For venue operator and promoter Ricky Bates, MVP’s intervention has come at a critical moment. The venue’s lease had neared its end, and the threat of redevelopment loomed. “Everything I’ve worked so hard for in the last 12 years would be lost, as well as 57 years of history straight in the bin because someone wants to sell it for commercial property,” he said in an interview with In-Common. “Where do a bunch of working-class people find half a million quid from? That’s where MVP came in.”
The shift to a community-owned model isn’t just about saving a building; it’s about making the culture within it sustainable. “Once the transition goes through, they are about sustaining venues like ourselves, which frees up more money for us to employ more people,” Bates explains. “I’ve volunteered 20 hours a week for ten years, unpaid […] It’s a passion for the greater good, but this model helps make that passion viable.”

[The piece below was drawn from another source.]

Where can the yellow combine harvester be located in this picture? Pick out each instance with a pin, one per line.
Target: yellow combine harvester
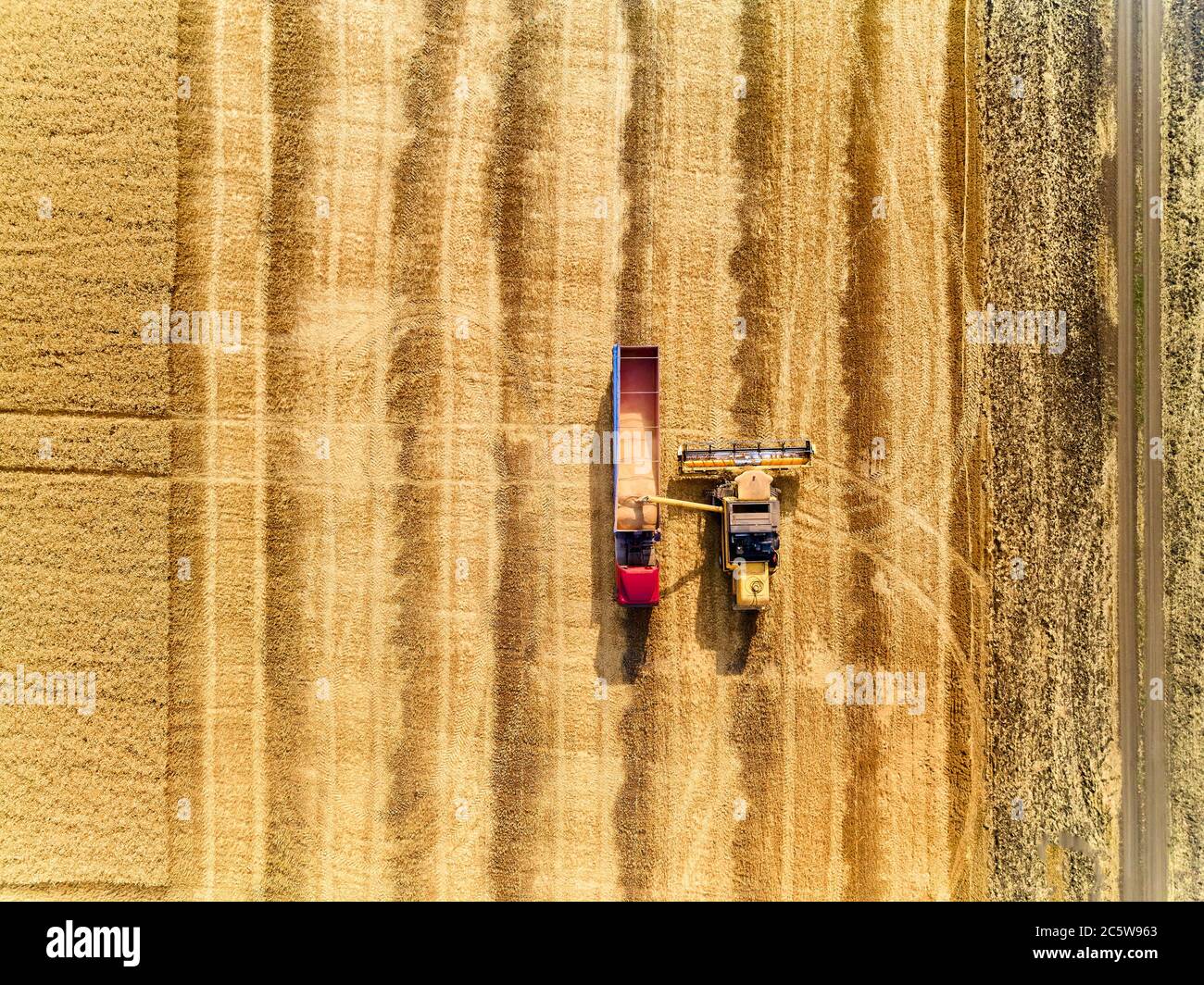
(747, 505)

The answer to the precarity haunting Britain’s stages, then, is not a new idea, but a radical and sustainable update of an old one. By tackling the root cause of the crisis – fragile tenancies – mutual ownership models are evolving into a national movement courtesy of MVP. “In ten years, we aim to own dozens more venues, supporting hundreds of communities,” says Otridge. But the ultimate measure of success is not a rescue mission tallied in buildings; it’s a long-term vision for cultural resilience. “Success isn’t just about the number of grassroots music venues we save, it’s also proving that community ownership ensures they survive,” he says. “I’d personally sooner measure success by the latter.”